Autre point innovant : dans l’anti-librairie, plus la peine d’importuner un libraire en lui demandant un conseil pour un livre — celui-ci est occupé d’ailleurs à expliquer à un client le fonctionnement des enceintes connectées made in Amazon. L’enseigne a pris le soin de placer sous chaque ouvrage l’avis éclairé et expert d’un client Amazon — celui de Gaya ou de Polo61. Et si vous voulez d’autres avis, rien de plus simple, scannez le code barre du livre et pouvez lire toutes les critiques des clients du site. Magique, non ?

On l’aura compris, dans la rutilante enseigne lumineuse “Amazon Books”, l’important ce n’est pas “Books” évidemment, mais “Amazon”. Car dans ces lieux de vente, le livre n’est qu’un produit d’appel permettant de mettre en valeur les produits et les services de la firme. D’offrir une « expérience consommateur » : faire tester les produits technologiques mais surtout fourguer des abonnements Prime, le vecteur de fidélisation et d’addiction aux offres d’Amazon par des réductions mais aussi des séries exclusives de prestige telles que Mozart in the Jungle ou Transparent.

« Pour Amazon, le livre est un simple marchepied »

Ces magasins constituent donc une sorte d’appartement témoin de la firme numérique. Pourquoi pas ? Mais pourquoi l’avoir appelé Books alors, si ce n’est pour se donner des airs d’espace culturel ? Et de permettre de façon subtile et perverse à Jeff Bezos d’endosser les habits du chevalier blanc. Regardez, lui que l’on accuse d’avoir tué les librairies investit désormais dans les librairies ! Imparable. Certains aimeraient y voir une conversion. Mais ces magasins sont un véritable manifeste en 3D de ce que représente et a toujours représenté le livre pour Amazon : un simple marchepied.

L’amour de Jeff Bezos pour les livres est une légende construite de toute pièce. Du pur storytelling. Ou alors s’il les aime c’est parce qu’ils ont eu toujours eu l’avantage d’être moins cassables et périssables que les œufs et moins sujets à des pannes que des produits électroniques : bref, le produit idéal pour amorcer un commerce en ligne. Après l’attaque online, la guerre contre le livre s’est simplement déplacée sur le terrain. Dans les centres villes et dans les malls, luxueux si possible. Non pas par une conversion aux atouts de la librairie, mais avec des anti-librairies. Pour Bezos/Clausewitz, le brick-and-mortar ce n’est pas un revirement ni un changement de cap, c’est simplement la continuation de la politique d’Amazon par d’autres moyens.

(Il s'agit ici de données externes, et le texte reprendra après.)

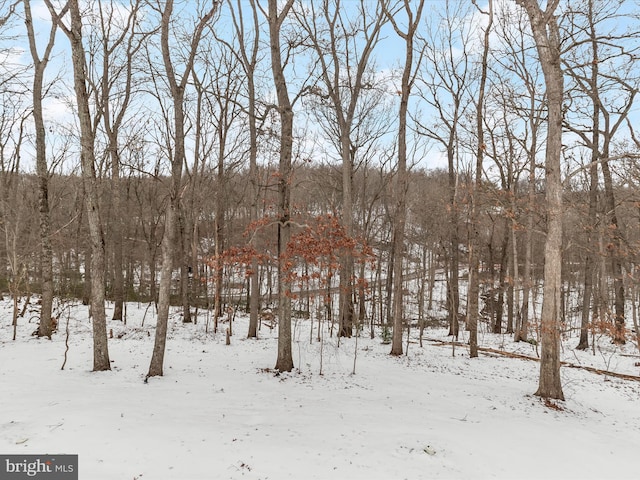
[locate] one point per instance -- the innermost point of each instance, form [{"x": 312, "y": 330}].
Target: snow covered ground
[{"x": 221, "y": 413}]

Pour autant, face à cette offensive, une contre-attaque s’organise. Le maquis culturel. Les librairies indépendantes font mieux que résister et une nouvelle vague apparaît comme antidote à l’achat en ligne et à ses lieux aseptisés que sont les anti-librairies. D’ailleurs, les librairies qui sont mortes sont celles qui imitaient Amazon. On veut maintenent de véritables librairies pas des ersatz. Mais qu’est-ce qu’une véritable librairie? La véritable librairie est à l’anti-librairie, ce que la matière est à l’antimatière. Elle n’est pas faite d’écrans, d’algorithmes et de données. Mais de livres, d’auteurs. Et de libraires en chair, en os et en passion.

Ce texte est initialement paru dans le magazine hebdomadaire belge Trends Tendances dans lequel Paul Vacca tient une chronique.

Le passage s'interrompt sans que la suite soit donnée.